German Chancellor Angela Merkel on Wednesday called Turkey's latest arrests of opposition newspaper journalists "highly alarming" and said they would impact Ankara's EU membership negotiations.
"For me and the entire government, it is highly alarming that freedom of the press and speech are being restricted again and again," she said after Turkey detained at least a dozen journalists and executives from the Cumhuriyet daily.
The arrests were "the latest example of this already very sad trend," Merkel said at a joint press conference with Swiss President Johann Schneider-Ammann. "We have great doubts that it complied with the rule of law."
Adding that the German ambassador had visited the Cumhuriyet newsroom Tuesday, Merkel said: "The journalists can be certain of our solidarity, just like all the others in Turkey who, under difficult conditions, are active for freedom of the press and speech."
She said the issue would "obviously play a central role" in talks on Ankara's long-standing but currently stalled bid to join the European Union.
The Cumhuriyet arrests came after Turkish authorities fired more than 10,000 civil servants at the weekend and closed 15 pro-Kurdish and other media outlets, the latest purge since July's failed military coup aimed at ousting President Recep Tayyip Erdogan.
Merkel's strong comments follow a series of rows this year between Berlin and Ankara on civil rights and sensitive historical questions.

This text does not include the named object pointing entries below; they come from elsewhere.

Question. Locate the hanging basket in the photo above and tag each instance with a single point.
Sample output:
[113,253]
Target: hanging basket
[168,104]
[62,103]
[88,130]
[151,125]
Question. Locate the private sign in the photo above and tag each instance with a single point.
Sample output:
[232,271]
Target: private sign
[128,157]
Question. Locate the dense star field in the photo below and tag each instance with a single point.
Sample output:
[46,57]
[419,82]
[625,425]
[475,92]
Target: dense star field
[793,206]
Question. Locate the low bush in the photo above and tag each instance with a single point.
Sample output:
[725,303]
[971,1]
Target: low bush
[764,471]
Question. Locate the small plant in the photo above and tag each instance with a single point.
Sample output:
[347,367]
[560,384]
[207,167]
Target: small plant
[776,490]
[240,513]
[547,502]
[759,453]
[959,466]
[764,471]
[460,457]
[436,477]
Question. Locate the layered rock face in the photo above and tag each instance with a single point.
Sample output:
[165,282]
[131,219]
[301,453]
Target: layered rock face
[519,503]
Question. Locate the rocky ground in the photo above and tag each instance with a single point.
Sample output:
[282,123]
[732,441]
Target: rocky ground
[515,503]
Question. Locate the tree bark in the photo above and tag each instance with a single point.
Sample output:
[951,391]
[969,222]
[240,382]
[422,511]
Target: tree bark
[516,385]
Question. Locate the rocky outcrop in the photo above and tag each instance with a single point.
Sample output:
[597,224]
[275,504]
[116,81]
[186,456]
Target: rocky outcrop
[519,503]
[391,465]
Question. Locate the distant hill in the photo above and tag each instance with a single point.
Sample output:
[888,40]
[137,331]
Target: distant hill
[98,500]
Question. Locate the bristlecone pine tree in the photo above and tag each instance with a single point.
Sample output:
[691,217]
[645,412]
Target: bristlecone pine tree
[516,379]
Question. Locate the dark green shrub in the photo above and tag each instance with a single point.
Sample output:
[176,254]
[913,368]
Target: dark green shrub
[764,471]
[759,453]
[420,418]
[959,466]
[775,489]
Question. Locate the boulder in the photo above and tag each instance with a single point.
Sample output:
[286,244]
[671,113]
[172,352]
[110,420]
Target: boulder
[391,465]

Relations took a dive after the German parliament in a June resolution declared the Ottomans' World War I-era massacre of Armenians a genocide.
The vote infuriated Erdogan and for months Ankara blocked German parliamentarians from visiting German troops at a NATO base in southern Turkey, until Merkel's government publicly clarified that the vote was non-binding.
Another major dispute was sparked by German TV comic Jan Boehmermann who in a so-called "Defamatory Poem" satirically accused the Turkish president of bestiality and paedophilia, sparking a criminal complaint by Erdogan and an ongoing civil case.
Germany is home to a three-million-strong ethnic Turkish population, the legacy of a massive "guest worker" programme in the 1960s and 1970s.
As Europe's top destination for refugees last year, Germany has relied on an EU-Turkey agreement designed to stop the massive influx of people fleeing war and poverty.